Kashima Yuki, as we know from the first film, is a character solely motivated by revenge. She feels no remorse for those she sets out to kill because she sees her murders as just and that she’s ridding the world of evil. Love Song of Vengeance has Yuki seemingly give up on violence because of the exhaustion she faces from wandering, but the scene where she throws down her sword comes after she witnesses a parade of soldiers being praised by a flock of commoners. Yuki can no longer be the vigilante she once was; law and order is being accepted as the norm. However, the anarchist that Yuki is sent to spy on brings her to a graveyard full of the unmarked graves of anti-government conspirators to prove his point that this established law and order is not what it seems, and action must be taken against them. After all, it was the secret police that killed the convoy escorting Yuki to the gallows, just so she could be used to quell unrest. A very striking shot of Yuki standing alone amongst the graves is the most telling aspect of her sudden shift in alliances. She identifies with the anarchists and their need for revenge against the government.

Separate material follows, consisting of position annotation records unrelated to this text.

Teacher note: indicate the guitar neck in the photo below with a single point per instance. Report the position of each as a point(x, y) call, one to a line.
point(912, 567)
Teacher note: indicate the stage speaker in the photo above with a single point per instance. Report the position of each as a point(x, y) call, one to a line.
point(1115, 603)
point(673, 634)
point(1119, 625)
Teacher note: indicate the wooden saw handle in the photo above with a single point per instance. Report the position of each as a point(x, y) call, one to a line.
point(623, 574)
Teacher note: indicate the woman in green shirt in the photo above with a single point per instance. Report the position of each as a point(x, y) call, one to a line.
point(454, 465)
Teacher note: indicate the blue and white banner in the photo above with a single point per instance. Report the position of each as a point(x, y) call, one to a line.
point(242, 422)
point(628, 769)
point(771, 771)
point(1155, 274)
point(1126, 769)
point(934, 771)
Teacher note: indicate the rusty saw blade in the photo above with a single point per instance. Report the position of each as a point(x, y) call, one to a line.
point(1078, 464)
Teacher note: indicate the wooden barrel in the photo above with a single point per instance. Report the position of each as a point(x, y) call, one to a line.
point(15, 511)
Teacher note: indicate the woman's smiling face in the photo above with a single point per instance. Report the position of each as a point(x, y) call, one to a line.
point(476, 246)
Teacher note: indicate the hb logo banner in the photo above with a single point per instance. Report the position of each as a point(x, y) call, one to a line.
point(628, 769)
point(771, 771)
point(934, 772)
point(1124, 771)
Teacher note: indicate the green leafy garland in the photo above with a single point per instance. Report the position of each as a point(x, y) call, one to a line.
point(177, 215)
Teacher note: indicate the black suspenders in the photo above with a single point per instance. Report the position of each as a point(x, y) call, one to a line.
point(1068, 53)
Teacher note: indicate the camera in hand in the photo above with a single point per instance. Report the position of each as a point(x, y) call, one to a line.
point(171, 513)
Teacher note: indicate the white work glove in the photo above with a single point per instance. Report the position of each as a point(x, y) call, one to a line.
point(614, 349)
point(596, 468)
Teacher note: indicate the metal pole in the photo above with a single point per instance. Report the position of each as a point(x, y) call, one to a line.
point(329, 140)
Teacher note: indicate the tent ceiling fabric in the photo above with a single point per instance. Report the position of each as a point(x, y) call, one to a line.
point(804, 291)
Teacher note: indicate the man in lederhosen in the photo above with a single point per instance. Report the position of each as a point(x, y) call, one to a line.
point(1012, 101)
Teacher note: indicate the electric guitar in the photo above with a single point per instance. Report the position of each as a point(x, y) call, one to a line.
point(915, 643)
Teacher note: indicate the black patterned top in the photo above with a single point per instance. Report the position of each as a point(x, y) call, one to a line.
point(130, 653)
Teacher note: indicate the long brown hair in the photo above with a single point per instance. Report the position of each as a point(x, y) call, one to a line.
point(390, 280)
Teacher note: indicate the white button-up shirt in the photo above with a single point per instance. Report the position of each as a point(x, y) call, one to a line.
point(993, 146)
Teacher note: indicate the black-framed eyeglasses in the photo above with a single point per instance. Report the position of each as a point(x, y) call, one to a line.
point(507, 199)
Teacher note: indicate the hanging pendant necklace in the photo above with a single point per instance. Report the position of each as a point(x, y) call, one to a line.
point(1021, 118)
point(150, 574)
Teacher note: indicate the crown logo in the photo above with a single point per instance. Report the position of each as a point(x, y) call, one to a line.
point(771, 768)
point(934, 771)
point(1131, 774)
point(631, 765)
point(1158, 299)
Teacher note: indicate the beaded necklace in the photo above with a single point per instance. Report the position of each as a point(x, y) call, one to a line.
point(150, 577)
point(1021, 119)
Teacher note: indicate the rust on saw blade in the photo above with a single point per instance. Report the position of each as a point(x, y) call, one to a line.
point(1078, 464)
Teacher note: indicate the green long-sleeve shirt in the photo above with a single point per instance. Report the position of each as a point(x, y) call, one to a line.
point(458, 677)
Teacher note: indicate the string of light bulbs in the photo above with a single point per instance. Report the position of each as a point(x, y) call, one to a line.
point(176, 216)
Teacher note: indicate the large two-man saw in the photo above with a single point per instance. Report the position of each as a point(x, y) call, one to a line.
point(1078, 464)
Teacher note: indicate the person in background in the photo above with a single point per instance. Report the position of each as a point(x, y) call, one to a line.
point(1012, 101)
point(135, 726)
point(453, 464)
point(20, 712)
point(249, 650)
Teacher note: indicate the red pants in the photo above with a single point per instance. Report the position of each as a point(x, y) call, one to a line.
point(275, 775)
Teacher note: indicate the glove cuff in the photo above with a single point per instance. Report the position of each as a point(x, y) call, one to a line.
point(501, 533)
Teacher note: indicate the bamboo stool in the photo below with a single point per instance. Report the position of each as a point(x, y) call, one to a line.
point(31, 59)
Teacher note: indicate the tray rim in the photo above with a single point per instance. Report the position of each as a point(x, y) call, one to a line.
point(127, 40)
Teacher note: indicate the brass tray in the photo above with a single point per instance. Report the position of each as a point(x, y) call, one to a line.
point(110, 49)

The Meiji government operated with a very pro-military, pro-government control policy, and put less direct control in the hands of the people. The only place in Love Song of Vengeance where the people can assert independence and a little self-governance is in the lawless slums of Tokyo, where even the spies of the secret police are publicly given a hundred lashes just for being caught as outsiders. However, it’s these citizens that the government has contempt for. At the climax of the film, Kikui Seishiro, the head of the secret police, orders the slums to be torched and its denizens burned alive in an attempt to once and for all destroy scandalous documents against the government. Afterwards, the attorney general thanks Seishiro for this act, for he can now “pay [his] respects in peace to the spirits of our war heroes”.
Similarly to the end of the first film, Yuki, our Lady Snowblood, is the last one left standing. She looks over the carnage of the bad guys at her feet while the film’s final shot zooms out to frame her underneath Japan’s rising sun flag crossed with the current flag of Japan. Even though Yuki’s penchant for violence was used as a plot device and an “instant action beat button” during the film, it was established early on that this was not something she wanted to return to. Does Lady Snowblood reflect the duality of Japan? These final moments may reflect the sentiments of Japan at the time and the filmmakers; a need to recognize the overly violent and chaotic past of Japan, but an even stronger desire to move on from the mistakes of the past and move towards a more peaceful and less militaristic society. Even though it was “the only solution is violence” mentality of the first film that made it so dramatically compelling, an attempt at some self-reflection through a historical lens was still a nice sentiment.